An entrepreneurs say on the London legaltech startup scene

Guillermo Miranda, Winner of the Global Legaltech Venture Day 2019, on the startup scene in London during the Legaltech Venture Day at King´s College and the Legal Geek conference.

The London Legaltech Venture Day, the third stop in the Global Legaltech Startup Competition, took place in London days before the Legal Geek conference, one of the most important events of law tech in Europe. With these two events focused on innovation in the legal sector and startups, one could perfectly feel the vibe of a growing ecosystem that is driving change in the sector.

We received a kind welcome in the Dickson Poon School at Law of King’s College London, on a rainy Saturday morning. Javier de Cendra, Dean of the IE Law School, and Christopher Howard, Director of Professional Legal Education at King’s College, welcomed the audience stating their commitment to innovation in the legal sector. And they not only do it through their schools, through education and training but also organizing events like the Global Legaltech Venture Days that foster entrepreneurship and innovation in the sector.

I cannot refrain from mentioning Paris de L'Etraz's speech, which was fascinating. He spoke about the importance of emotional intelligence in the era of artificial intelligence and all the major technological changes we are experimenting. Professor de L´Etraz also explained the importance of understanding existing business model elements in order to reconfigure services or products already provided to build a successful venture. It is all about boosting and perfecting the user experience!

Another key aspect of his speech was the explanation of the Trust in Technology study conducted by HSBC, which explores the different types of trust mapped against time and depth. In this study, we can realize that when trust is deep and long-term oriented, there is love. On the other side, there is a zone of lust. Services providers or startups with business models that have not yet been proven might have five minutes of fame, but these models will have a shallow relationship with customers for a short amount of time. I highly recommend reading this study.

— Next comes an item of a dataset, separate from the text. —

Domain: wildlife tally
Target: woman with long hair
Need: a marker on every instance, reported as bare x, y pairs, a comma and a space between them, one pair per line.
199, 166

The panel that followed professor de L´etraz focused on the next generation of female founders and entrepreneurs, with a great portrait of female founders and directors in legaltech startups who shared their experience as lawyers and entrepreneurs, sharing their recommendations to approach venture capital funds. The event also featured the experienced speech delivered by Mark Cohen regarding the changes and trends in the legal industry, which closed with a fantastic Q&A session.


The competition

Four startups pitched on stage. The first startup was Just Access, a venture with technology applied to the generation of court transcripts, aiming at making them open and transparent.

The next startup to present was Just Me, which is a powerful tool to manage and transfer personal data of clients according to the GDPR regulations. After that, Your Legals’ team presented an online immigration process tool based in the Netherlands. Last but not least, was Single Rule Book, a software developed for in-house counsel in order to access interpretations, rule maps and regulations in order to standardize views and interpretations shared within a company.

After deliberation and a very tight competition, Just Access won this Venture Day leg.  Sophie Walker, the Founder and CEO, will compete in the final Global Legaltech Venture Day in Madrid next spring (2020).

Legal Geek: A huge legaltech party

Four days after the Legaltech Venture Day, I attended the Legal Geek conference that gathered more than 2,000 attendees from more than 40 countries. This is a huge legaltech party created so that everyone can network and mingle, and this mission was definitely accomplished.

In the headline session of the morning, presentations with news in the sector and discussions of digital strategies took place. There were opinions regarding the legal services, law firms and the urge to modernize courts and tribunals. During the day, in the main stage, we discussed Data and Digital, we had a special session for in-house counsel, which addressed how to use and get the most out of the new products and startups, and a great presentation focused on investment, VC’s and incubators.

Jimmy Vestbirk does an amazing work leading Legal Geek. We all got an incredible urge of disrupting and accelerating our startups and carried new ideas, feelings, and goals back home.

On the Disco Stage --my favorite stage-- assistants had the opportunity to hear insightful presentations about legal design during the “Legal Design WTF” session. We learned that law firms will become software developers in the near future and what are the repercussions of that. Also, the speaker gave insights and advice on how to prevent possible errors and misguidance in these topics, hiring the correct team and building strong goals and policies within a company. There was a very important takeaway in all of these presentations: first, the importance of creating visual impact, the need to understand human behavior before building a product or service, and that legal design tells a story but also evokes a response. I loved the new presentation deck designs and the vibe that all the presenters transmitted in their speeches. There is no doubt that law is about people and pictures!

The conference also addressed hot topics in working culture and environment, personal development and featured the pitches from many outstanding products and startups. I had the chance to meet new colleagues, say hello to friends that I have not seen in a long time and even took some time to have a business meeting during the conference. Overall, a great experience and a must if you are immersed in the world of law and technology. I will definitely be back next year. Cheers, London!